Water and wastewater tariffs are critical features of water delivery programs. Appropriately designed tariffs can be helpful in achieving the goals of revenue sufficiency, equity, and affordability, provided that other desirable aspects of water governance and resource policies are in place. Prices also are helpful in communicating resource scarcity and promoting household practices that are consistent with the goal of managing urban water resources in sustainable fashion.
Researchers in the Institute of Water Policy have examined the water and wastewater tariffs pertaining to the domestic and non-domestic sectors in 60 cities in both developed and developing countries. For each of the cities, we have calculated the water and wastewater bills for a household consuming 20 m3 of water per month, and for a non-domestic facility consuming 100 m3 per month. In addition to calculating the combined water and wastewater bills, we have disaggregated the bills into the pertinent tariff components, to describe the proportions of fixed, variable and miscellaneous charges paid by consumers.
Direct monetary comparison of bills is not completely helpful without analysing the socio-economic conditions in each city.

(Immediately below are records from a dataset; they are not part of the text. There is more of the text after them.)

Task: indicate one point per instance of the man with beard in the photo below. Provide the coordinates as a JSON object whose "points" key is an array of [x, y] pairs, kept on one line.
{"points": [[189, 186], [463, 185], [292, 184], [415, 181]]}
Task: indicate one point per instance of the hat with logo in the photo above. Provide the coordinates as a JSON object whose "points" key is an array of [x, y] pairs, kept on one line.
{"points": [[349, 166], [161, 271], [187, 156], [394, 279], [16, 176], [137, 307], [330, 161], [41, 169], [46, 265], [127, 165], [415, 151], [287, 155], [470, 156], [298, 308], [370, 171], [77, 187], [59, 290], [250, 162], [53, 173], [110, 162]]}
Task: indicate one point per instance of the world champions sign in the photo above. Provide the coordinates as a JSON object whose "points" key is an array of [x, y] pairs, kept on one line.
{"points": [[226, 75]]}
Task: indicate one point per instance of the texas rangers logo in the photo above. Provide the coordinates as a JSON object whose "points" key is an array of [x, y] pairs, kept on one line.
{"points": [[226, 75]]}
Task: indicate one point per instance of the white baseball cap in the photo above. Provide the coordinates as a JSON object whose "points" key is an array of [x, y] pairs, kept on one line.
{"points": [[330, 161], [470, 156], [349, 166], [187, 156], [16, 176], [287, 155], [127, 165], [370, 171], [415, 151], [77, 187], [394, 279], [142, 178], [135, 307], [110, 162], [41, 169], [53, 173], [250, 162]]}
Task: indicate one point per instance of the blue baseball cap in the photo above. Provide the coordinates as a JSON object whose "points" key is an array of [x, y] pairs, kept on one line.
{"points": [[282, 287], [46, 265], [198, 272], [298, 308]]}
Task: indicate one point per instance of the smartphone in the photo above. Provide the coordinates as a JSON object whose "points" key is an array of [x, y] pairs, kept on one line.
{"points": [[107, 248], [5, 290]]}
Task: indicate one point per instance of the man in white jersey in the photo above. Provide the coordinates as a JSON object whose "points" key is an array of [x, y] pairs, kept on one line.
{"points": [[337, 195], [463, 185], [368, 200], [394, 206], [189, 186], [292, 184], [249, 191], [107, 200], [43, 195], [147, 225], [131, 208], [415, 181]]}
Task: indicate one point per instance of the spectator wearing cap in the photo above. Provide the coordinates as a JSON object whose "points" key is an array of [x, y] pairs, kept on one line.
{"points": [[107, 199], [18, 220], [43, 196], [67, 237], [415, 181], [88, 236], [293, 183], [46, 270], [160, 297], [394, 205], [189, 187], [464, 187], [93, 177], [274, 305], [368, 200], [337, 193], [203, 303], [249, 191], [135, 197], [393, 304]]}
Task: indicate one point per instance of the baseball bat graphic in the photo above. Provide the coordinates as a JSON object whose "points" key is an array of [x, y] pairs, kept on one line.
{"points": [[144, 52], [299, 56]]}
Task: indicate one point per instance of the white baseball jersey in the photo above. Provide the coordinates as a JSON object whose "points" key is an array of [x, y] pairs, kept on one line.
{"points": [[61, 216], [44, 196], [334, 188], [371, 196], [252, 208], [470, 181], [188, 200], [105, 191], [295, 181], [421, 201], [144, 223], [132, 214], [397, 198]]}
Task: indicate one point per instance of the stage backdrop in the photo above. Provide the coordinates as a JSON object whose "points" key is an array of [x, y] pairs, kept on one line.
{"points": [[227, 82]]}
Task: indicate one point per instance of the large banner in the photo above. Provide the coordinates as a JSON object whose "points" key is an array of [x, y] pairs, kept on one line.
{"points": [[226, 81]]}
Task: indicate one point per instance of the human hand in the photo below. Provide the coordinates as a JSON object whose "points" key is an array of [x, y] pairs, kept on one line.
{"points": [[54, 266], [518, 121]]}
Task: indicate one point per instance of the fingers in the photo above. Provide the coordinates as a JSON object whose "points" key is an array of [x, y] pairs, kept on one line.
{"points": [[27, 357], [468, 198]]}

Hence, in our study, we express the monthly household water and sewerage bills as a portion of household income. We also estimate the per capita annual water and wastewater bill for daily consumption of 155 litres, and we compare this with the gross regional product (GRP) in each city (or province/state, in cases where city level GRP is unavailable) to understand the relationship between expenditures on water and wastewater services and economic development.